Researchers develop high-energy-density flexible supercapacitors taking advantage of transition metal nitrides.
Transition metal nitrides (TMNs) are potential electrode materials for high-performance energy storage devices, but the structural instability severely hinders their application. Therefore, it is highly important to construct advanced cathode materials for flexible, wearable, long-life and high-energy-density energy storage devices.
A research team led by Prof. Zhao Bangchuan from the Institute of Solid Materials of the Hefei Institutes of Physical Science (HFIPS) have constructed a high-energy-density flexible supercapacitor device by synthesizing 3D porous honeycomb-like CoN-Ni3N/N-C nanosheets and vanadium nitride (VN) nanobelt arrays via ion-site growth method, respectively.
Experiments suggest that the intrinsic conductivity was enhanced, and concentration of the active sites was increased. This, according to the researchers, gives advantage to the optimized CoN-Ni3N/N-C/CC, which can be used as an integrated electrode for the supercapacitor to achieve remarkable electrochemical performance.

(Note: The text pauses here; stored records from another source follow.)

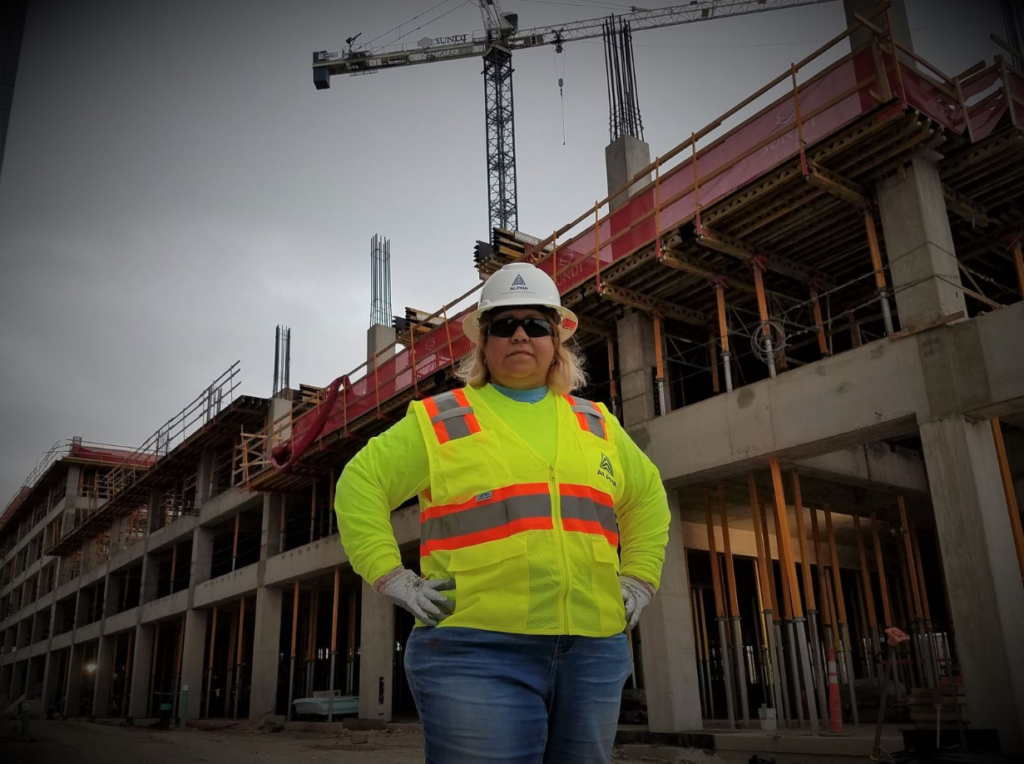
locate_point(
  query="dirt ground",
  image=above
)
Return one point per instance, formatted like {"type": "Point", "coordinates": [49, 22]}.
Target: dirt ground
{"type": "Point", "coordinates": [82, 743]}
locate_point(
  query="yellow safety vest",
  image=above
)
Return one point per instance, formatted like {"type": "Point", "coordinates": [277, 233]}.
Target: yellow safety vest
{"type": "Point", "coordinates": [532, 546]}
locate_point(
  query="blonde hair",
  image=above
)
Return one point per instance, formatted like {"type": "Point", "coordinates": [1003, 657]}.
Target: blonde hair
{"type": "Point", "coordinates": [566, 373]}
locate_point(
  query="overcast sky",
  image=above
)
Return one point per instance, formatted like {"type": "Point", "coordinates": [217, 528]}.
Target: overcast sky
{"type": "Point", "coordinates": [174, 186]}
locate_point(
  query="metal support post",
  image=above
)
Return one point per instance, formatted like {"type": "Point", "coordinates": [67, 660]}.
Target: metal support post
{"type": "Point", "coordinates": [209, 666]}
{"type": "Point", "coordinates": [766, 591]}
{"type": "Point", "coordinates": [798, 607]}
{"type": "Point", "coordinates": [739, 650]}
{"type": "Point", "coordinates": [720, 612]}
{"type": "Point", "coordinates": [291, 670]}
{"type": "Point", "coordinates": [334, 645]}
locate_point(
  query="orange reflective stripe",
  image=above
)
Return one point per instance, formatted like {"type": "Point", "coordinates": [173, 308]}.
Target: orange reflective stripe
{"type": "Point", "coordinates": [488, 497]}
{"type": "Point", "coordinates": [588, 510]}
{"type": "Point", "coordinates": [503, 532]}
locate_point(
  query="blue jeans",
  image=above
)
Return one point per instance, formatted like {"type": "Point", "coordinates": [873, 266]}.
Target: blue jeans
{"type": "Point", "coordinates": [516, 698]}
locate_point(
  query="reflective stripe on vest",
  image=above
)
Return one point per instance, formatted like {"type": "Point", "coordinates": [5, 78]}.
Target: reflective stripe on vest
{"type": "Point", "coordinates": [487, 516]}
{"type": "Point", "coordinates": [452, 416]}
{"type": "Point", "coordinates": [588, 510]}
{"type": "Point", "coordinates": [589, 417]}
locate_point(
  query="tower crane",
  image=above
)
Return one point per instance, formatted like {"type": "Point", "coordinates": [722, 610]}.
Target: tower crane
{"type": "Point", "coordinates": [500, 37]}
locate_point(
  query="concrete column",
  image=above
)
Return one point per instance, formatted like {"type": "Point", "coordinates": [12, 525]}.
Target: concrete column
{"type": "Point", "coordinates": [194, 663]}
{"type": "Point", "coordinates": [624, 158]}
{"type": "Point", "coordinates": [141, 665]}
{"type": "Point", "coordinates": [919, 244]}
{"type": "Point", "coordinates": [667, 647]}
{"type": "Point", "coordinates": [102, 677]}
{"type": "Point", "coordinates": [204, 476]}
{"type": "Point", "coordinates": [379, 340]}
{"type": "Point", "coordinates": [17, 680]}
{"type": "Point", "coordinates": [266, 651]}
{"type": "Point", "coordinates": [150, 583]}
{"type": "Point", "coordinates": [270, 538]}
{"type": "Point", "coordinates": [50, 679]}
{"type": "Point", "coordinates": [376, 655]}
{"type": "Point", "coordinates": [202, 562]}
{"type": "Point", "coordinates": [636, 361]}
{"type": "Point", "coordinates": [73, 693]}
{"type": "Point", "coordinates": [981, 570]}
{"type": "Point", "coordinates": [897, 16]}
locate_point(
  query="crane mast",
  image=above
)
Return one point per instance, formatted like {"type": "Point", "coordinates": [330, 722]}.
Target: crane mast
{"type": "Point", "coordinates": [496, 44]}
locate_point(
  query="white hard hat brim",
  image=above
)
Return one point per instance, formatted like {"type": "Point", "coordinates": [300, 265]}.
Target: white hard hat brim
{"type": "Point", "coordinates": [569, 323]}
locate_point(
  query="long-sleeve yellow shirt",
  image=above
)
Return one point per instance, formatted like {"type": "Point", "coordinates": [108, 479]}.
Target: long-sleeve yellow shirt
{"type": "Point", "coordinates": [393, 467]}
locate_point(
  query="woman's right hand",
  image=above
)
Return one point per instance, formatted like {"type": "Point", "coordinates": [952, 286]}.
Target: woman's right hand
{"type": "Point", "coordinates": [422, 597]}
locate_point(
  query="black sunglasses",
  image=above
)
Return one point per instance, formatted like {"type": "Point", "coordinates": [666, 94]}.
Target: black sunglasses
{"type": "Point", "coordinates": [532, 326]}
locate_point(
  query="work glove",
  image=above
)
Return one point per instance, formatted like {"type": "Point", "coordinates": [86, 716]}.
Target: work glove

The developed supercapacitor delivers an energy density of 106 μWh per cm^2 with maximum power density of 40 mW cm^-2 with high stability.
According to the researchers, this work provides a viable strategy to construct high-energy flexible wearable electronics in the next-generation electrochemical energy storage field.
The research appeared in the journal Advanced Functional Materials.